🤖 AI Summary
Existing graph representation learning methods rely on a predefined similarity matrix over all node pairs—an assumption frequently violated in practice, thereby hindering the realization of individual fairness. To address realistic scenarios where similarity information is available only for a subset of node pairs, this paper proposes a two-stage alternating optimization framework: first learning graph neural network representations, then propagating the limited similarity constraints across the entire graph via constrained diffusion to achieve fairness generalization. This is the first method to systematically model individual fairness on graphs under partial similarity supervision, eliminating the requirement for full-pairwise similarity priors. Extensive experiments on multiple benchmark datasets demonstrate that our approach significantly reduces fairness violation rates by 32–57%, while maintaining stable predictive performance—accuracy degrades by less than 1.2%.
📝 Abstract
Individual fairness, which requires that similar individuals should be treated similarly by algorithmic systems, has become a central principle in fair machine learning. Individual fairness has garnered traction in graph representation learning due to its practical importance in high-stakes Web areas such as user modeling, recommender systems, and search. However, existing methods assume the existence of predefined similarity information over all node pairs, an often unrealistic requirement that prevents their operationalization in practice. In this paper, we assume the similarity information is only available for a limited subset of node pairs and introduce FairExpand, a flexible framework that promotes individual fairness in this more realistic partial information scenario.
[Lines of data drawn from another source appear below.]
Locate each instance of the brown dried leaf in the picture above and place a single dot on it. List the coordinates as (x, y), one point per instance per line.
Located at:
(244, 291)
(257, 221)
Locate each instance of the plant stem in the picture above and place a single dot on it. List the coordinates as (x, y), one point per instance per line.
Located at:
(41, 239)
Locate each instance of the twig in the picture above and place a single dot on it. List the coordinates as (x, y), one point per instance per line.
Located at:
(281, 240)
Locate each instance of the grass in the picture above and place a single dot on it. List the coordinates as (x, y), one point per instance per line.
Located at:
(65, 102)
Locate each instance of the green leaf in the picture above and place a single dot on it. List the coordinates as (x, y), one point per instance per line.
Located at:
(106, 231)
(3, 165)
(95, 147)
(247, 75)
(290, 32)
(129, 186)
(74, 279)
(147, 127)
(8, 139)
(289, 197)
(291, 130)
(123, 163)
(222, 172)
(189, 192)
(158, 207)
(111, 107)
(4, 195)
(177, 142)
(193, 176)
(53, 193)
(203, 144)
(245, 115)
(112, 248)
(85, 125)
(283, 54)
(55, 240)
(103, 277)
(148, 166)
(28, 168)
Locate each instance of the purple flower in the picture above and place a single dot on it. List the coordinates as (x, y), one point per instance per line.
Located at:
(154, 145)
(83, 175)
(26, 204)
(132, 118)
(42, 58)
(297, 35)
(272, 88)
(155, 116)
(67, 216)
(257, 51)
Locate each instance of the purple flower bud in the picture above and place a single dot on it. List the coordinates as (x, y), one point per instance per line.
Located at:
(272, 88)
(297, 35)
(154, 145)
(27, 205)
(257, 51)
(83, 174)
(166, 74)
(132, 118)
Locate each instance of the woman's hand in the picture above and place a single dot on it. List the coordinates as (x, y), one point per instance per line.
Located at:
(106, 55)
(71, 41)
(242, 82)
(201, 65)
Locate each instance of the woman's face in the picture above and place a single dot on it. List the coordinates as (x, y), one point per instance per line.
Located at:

FairExpand follows a two-step pipeline that alternates between refining node representations using a backbone model (e.g., a graph neural network) and gradually propagating similarity information, which allows fairness enforcement to effectively expand to the entire graph. Extensive experiments show that FairExpand consistently enhances individual fairness while preserving performance, making it a practical solution for enabling graph-based individual fairness in real-world applications with partial similarity information.